Date of Award
Doctor of Philosophy (PhD)
Mathematical and Statistical Sciences
Dr. Praveen Madiraju
In recent years of information abundance, most real-world dataset encounters imbalance data distribution. Thus, machine learning and data mining predictive model requires careful adaptation for domain specific class imbalance situation. In this dissertation, an extensive search for ensemble algorithm modification has been performed to obtain thoracolumbar spine fracture (TL-fx) feature space since it shows an increasing incidence rate as a function of vehicle model year in automotive crash injury data base. Crash injury data has unique multilevel replication and nested pattern and no machine learning model performed adequately for class imbalance TL-fx. The aim of this dissertation is to develop a predictive algorithm modification (alternatively computational pipeline) to predict one or multiple TL-fx to understand the combine effect of occupant’s demographic features, vehicle condition and crash event along with range of associated injuries.
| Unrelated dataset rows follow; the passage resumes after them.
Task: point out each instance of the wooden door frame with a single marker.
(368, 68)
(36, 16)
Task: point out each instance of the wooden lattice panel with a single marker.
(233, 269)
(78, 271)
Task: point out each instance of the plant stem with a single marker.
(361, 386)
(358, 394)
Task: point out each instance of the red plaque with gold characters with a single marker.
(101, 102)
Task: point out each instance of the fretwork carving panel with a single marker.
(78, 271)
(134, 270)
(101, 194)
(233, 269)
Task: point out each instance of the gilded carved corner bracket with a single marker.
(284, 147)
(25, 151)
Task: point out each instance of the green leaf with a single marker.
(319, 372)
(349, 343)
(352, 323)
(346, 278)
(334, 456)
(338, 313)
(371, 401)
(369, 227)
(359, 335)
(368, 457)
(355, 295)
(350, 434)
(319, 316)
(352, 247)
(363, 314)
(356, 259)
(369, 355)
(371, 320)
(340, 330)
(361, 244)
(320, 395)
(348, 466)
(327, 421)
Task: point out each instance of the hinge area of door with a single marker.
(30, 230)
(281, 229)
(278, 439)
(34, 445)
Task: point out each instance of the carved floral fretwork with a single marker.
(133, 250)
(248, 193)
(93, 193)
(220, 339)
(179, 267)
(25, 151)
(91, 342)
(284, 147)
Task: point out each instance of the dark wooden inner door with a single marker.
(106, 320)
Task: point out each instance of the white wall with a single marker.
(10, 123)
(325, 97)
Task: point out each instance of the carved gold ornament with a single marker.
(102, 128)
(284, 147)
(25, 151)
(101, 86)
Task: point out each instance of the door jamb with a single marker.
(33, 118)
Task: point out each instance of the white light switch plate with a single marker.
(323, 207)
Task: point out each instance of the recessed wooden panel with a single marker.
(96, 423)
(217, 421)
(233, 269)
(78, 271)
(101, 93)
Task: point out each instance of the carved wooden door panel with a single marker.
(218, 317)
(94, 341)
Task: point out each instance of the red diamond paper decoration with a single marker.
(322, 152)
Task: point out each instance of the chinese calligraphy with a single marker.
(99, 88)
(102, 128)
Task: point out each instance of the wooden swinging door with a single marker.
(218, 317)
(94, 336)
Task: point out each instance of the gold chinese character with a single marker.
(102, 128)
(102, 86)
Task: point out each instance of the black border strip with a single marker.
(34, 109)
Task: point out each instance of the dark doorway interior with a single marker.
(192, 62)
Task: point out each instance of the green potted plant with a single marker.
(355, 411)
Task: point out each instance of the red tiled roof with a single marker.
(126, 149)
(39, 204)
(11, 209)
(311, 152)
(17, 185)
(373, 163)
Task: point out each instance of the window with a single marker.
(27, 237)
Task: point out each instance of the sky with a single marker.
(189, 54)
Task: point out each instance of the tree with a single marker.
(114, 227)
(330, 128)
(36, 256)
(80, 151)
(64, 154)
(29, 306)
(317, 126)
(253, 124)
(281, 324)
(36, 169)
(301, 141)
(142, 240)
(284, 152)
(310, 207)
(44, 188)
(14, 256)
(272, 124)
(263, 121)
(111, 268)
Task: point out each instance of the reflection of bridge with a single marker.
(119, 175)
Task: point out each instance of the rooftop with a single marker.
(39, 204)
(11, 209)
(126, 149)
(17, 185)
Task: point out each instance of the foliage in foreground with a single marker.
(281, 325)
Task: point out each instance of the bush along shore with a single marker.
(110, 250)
To obtain the features associated with thoracolumbar spine injury, this dissertation proposes a brand new algorithm in combination of multiple modifications in different steps named as Garden algorithm primarily focused on achiving higher sensitivity as a goodness of fit and the underlining predictive classifier for this proposed modification is well-known random forest algorithm. The mean accuracy of the Garden algorithm is approximately 71% which is almost 8.7% higher than the mean accuracy of the next best-performing state of art classification model. The extensive amount of information accessibility on electronic platforms (such as social media), urges the rapid development of the system that filters out irrelevant information and provides effective content that meet user-specific needs and expectations. In addition, this dissertation also investigates data imbalance in text classification to extract the travel preference based on user’s social media data and endeavors to implement proposed algorithm modification (alternatively text blocking) to predict user’s travel preference with skewed text category. A system architecture has been designed to obtain personalized travel recommendations and generate place of interest recommendation in a timely manner. The proposed model considers a user’s most recent interest by incorporating time-sensitive recency weight into the model thus, outperforms the existing personalized place of interest recommendation model and the overall accuracy is 75.23%.